Firstly, technology remains at the fulcrum of the emerging businesses, fundamentally disrupting not just the way we commute but also consume media, travel, live etc. The Supreme Court has put it aptly in the seminal judgment of Puttaswamy (2017) on privacy:

“Uber, the world’s largest taxi-hailing company, owns no vehicles. Facebook, the world’s most popular media owner, creates no content. Alibaba, the most valuable retailer, has no inventory. And Airbnb, the world’s largest accommodation provider, owns no real estate”.

This brings us to the second, related aspect -- whether it is data privacy or accountability for day-to-day operations, because of the sheer pace of technology, regulations follow innovation. The legislators are also faced with difficult choices. Privacy of location data of riders, the responsibility of rider safety, or now possibly, accountability for compliance with food standards, are aspects which require regulatory crystallization and continued evolution thereafter through stakeholder inputs.

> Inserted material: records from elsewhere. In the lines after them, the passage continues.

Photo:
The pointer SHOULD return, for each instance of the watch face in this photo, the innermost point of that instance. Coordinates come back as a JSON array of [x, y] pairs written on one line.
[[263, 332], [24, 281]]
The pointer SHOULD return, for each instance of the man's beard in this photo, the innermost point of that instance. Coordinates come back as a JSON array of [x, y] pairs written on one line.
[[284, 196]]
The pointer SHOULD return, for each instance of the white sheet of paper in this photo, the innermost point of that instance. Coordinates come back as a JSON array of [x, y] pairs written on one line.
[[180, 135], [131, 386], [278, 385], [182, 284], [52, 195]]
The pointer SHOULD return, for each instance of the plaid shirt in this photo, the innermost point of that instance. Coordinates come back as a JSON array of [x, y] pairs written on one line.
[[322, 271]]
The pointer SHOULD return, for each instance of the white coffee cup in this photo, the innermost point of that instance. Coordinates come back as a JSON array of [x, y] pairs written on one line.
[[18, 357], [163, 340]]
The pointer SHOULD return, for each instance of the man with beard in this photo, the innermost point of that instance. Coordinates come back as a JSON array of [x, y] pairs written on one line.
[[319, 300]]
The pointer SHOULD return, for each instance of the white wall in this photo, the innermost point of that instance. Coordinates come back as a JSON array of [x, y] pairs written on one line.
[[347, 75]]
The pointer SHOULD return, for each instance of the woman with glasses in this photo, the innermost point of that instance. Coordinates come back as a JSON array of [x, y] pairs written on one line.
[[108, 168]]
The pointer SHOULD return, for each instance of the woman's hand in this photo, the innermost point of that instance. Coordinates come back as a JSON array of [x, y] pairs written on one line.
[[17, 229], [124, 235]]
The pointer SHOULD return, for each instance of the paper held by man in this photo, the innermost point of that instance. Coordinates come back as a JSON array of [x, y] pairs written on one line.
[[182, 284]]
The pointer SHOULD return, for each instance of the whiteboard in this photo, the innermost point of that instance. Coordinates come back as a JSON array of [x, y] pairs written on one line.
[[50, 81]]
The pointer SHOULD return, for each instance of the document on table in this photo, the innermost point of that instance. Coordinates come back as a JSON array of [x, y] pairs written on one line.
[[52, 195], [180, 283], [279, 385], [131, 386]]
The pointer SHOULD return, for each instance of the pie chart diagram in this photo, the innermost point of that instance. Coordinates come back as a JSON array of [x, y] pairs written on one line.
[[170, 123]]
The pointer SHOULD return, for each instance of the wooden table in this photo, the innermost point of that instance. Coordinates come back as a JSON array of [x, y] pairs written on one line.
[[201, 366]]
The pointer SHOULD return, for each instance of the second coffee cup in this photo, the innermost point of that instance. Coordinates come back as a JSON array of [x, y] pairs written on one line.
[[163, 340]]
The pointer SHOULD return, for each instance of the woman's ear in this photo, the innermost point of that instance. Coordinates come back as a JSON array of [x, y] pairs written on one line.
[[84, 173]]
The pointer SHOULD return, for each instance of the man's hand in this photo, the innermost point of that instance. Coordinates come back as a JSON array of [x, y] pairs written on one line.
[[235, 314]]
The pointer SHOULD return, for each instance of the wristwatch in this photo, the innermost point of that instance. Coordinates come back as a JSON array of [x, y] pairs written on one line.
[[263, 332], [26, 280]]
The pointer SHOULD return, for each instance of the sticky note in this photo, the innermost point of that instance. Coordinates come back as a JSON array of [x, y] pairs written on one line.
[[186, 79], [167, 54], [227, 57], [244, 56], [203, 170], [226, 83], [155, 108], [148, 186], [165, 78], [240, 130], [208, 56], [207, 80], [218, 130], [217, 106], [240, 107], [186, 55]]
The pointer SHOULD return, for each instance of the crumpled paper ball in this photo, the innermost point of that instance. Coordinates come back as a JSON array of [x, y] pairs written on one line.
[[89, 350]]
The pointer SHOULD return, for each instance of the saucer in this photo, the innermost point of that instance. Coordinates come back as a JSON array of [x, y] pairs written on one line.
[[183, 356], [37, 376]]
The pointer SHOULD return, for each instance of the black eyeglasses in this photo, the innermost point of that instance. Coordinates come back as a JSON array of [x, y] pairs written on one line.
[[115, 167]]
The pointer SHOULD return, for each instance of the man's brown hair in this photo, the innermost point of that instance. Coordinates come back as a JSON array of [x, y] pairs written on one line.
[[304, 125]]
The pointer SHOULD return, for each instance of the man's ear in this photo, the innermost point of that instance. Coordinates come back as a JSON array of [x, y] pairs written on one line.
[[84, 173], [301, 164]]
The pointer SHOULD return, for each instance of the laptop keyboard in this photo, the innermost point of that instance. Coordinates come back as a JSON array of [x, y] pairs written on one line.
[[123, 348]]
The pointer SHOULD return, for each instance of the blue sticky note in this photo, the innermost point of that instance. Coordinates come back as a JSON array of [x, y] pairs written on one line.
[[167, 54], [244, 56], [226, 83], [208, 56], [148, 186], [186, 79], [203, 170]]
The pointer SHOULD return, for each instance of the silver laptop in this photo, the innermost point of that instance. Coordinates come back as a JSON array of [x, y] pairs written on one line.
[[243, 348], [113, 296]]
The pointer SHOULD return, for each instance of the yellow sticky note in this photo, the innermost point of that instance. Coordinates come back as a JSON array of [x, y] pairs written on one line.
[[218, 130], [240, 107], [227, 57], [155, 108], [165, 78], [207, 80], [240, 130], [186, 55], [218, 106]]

Thirdly, a common element across these businesses is that they lower the barriers to spending and increase the size of the effective market. On the supply side, they bring on more brick-and-mortar stores/restaurants on the platform, increasing their outreach. On the demand side, saved payment modes and “tap-ordering” makes purchase effortless.

Once the skeleton of a technologically-enabled system is in place, it is a matter of ideation and of evaluating business feasibility to juxtapose multiple businesses onto the framework. In case of Uber and Ola, it is food delivery woven onto the grid of cabs, for instance. It is a matter of time and connectedness that we see the marriage of online and offline pick up our dry cleaning, groceries, and possibly a lot more - all as an extension of the primary business of commuting.

One can only wonder if the “business of movement” will soon be to daily physical transactions what Google is to internet search – a basic offering and several other interwoven offerings wrapped around the basic. While we are still trying to understand if Google is in fact "eating the internet", likes of Uber might gobble down whatever remains.